Teraz doszły blogi na polskiej "darmówce" (tidas.blogi.pl) i z tego całego rozpędu, żeby nie poginęły mi pliki wrzucałem co popadnie w obawie o utratę tego co dla mnie najcenniejsze. Moje własne dzieła.
Ginęły, znajdowały się, były modyfikowane.
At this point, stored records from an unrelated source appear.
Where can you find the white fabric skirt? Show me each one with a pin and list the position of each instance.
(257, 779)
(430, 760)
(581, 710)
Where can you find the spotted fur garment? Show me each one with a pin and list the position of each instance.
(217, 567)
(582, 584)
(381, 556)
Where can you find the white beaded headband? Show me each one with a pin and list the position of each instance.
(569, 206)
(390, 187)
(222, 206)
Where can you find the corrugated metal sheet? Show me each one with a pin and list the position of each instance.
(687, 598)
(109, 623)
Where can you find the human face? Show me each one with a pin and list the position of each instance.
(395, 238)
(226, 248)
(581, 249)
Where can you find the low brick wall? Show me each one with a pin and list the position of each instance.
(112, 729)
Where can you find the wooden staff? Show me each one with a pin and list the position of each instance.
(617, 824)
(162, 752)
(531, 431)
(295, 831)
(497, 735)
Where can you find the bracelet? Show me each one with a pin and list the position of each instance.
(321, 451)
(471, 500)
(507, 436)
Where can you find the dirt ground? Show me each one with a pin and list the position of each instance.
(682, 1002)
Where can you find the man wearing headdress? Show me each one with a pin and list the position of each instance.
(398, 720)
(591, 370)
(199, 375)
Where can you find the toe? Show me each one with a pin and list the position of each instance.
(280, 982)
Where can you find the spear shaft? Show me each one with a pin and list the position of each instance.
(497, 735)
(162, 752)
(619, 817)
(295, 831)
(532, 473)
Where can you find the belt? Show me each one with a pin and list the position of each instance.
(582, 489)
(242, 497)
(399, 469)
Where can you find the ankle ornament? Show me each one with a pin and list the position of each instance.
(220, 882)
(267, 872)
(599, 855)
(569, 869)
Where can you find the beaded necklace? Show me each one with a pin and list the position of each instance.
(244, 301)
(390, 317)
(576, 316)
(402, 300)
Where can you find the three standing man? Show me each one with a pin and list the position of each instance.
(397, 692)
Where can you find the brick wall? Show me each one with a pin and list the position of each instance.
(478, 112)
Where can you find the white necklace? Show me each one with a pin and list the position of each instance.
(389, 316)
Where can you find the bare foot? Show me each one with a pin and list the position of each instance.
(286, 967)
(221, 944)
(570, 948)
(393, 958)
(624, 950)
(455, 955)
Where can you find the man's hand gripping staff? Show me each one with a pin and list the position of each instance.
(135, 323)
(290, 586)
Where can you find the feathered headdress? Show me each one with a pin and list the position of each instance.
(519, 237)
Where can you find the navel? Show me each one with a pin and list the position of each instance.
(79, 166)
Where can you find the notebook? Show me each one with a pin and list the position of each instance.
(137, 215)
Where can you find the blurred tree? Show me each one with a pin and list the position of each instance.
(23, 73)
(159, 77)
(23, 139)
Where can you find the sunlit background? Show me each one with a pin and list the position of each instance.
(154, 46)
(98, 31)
Znalazłem teraz tego bloga (Blogger.com), gdzie nie ma takiej biedy, żeby każdy kąt i wszystkie ściany równoległe były zapełniane odstraszającymi czytalników bannerami reklamowymi ("darowanemu koniowi..") z bielizną damską, czy tym podobnymi.

Po mału wszystkie swoje prace będę kontynuował, strony uzupełniał, pisał, tworzył gry, nagrywał, montował (audio/video - i klipy, i filmy), ale na razie trzeba trochę przystopować.
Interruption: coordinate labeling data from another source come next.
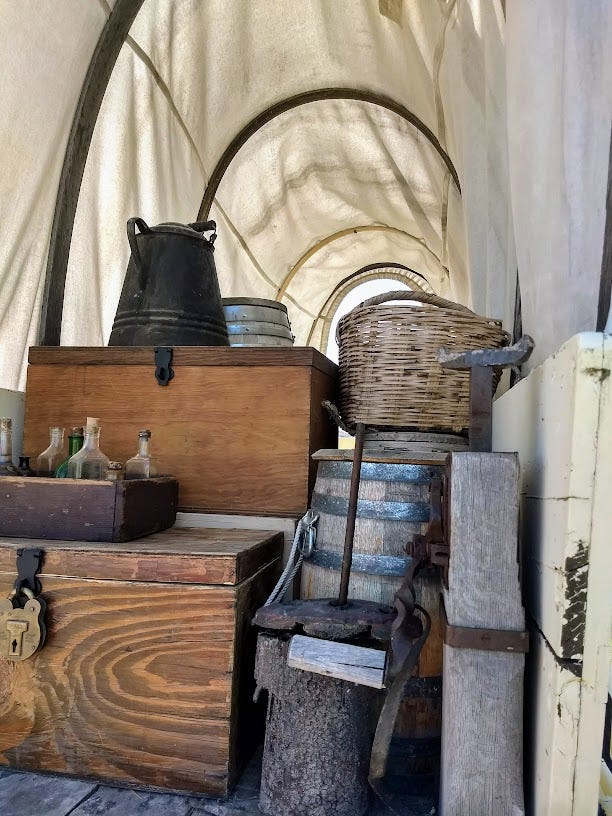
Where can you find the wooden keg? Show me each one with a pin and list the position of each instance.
(393, 505)
(257, 322)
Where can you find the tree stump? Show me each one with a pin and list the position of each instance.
(318, 738)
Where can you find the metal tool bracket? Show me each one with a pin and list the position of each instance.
(163, 364)
(489, 640)
(434, 546)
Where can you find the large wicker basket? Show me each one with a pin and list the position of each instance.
(389, 373)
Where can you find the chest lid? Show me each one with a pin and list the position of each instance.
(206, 556)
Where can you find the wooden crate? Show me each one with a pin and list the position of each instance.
(236, 426)
(146, 677)
(86, 510)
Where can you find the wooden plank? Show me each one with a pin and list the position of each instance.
(385, 457)
(86, 509)
(28, 794)
(237, 439)
(357, 664)
(552, 418)
(199, 556)
(183, 356)
(483, 691)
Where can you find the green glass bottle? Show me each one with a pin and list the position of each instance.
(75, 443)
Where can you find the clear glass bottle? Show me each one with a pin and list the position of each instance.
(24, 466)
(7, 468)
(89, 462)
(51, 457)
(75, 443)
(142, 466)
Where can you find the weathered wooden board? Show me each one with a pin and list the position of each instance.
(180, 555)
(86, 510)
(142, 680)
(482, 708)
(235, 426)
(357, 664)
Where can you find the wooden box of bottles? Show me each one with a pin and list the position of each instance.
(146, 675)
(86, 510)
(235, 426)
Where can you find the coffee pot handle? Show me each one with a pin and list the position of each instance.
(204, 226)
(131, 231)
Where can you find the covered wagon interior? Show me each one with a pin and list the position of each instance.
(345, 148)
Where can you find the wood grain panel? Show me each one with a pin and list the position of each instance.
(135, 683)
(200, 556)
(237, 439)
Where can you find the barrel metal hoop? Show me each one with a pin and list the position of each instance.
(367, 508)
(392, 565)
(376, 471)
Na tym blogu, na którym właśnie to czytacie postaram się utrzymać taki poziom, jakim mnie ZA DARMO uraczono i nie mam tu urazy do polskiego odpowiednika, bo wiem jak ciężko utrzymać stronę/serwer - nie ważne, nie chodzi o słownictwo - nie znam się.

Miłego czytania pojechanych tekstów, które znajdziecie w słupku po lewej stronie menu strony tidas.blogi.pl (trochę niektóre zakurzone, ale mam sporo pracy, projektów i zero pieniędzy na start).

Elo ! Yo ! Wielkie Joł ! Pal Hajs Pozdro 600 V ~!

                                   wystarczy: "tiD"

 


wtorek, 11 lutego 2020

A może by tu jakiś film nakręcić?.. tfu! - puki co pisać :P

https://www.facebook.com/groups/136710170723188/permalink/142519460142259/

Zapraszam serdecznie, a w szczególności fanów twórczości tzw. talentów samorodków (taka zajawka) w sztuce pisania - w tym wypadku amatorskiego scenariusza filmowego

Czytam właśnie, że EA ratuje Anthem..

"Po każdej nocy nastanie dzień."
Przez kilka miesięcy Anthem ma być reanimowane z kieszeni EA.
Ile razy można świat ratować, jak on już od dawna jest, był i będzie..
Po prostu, będzie..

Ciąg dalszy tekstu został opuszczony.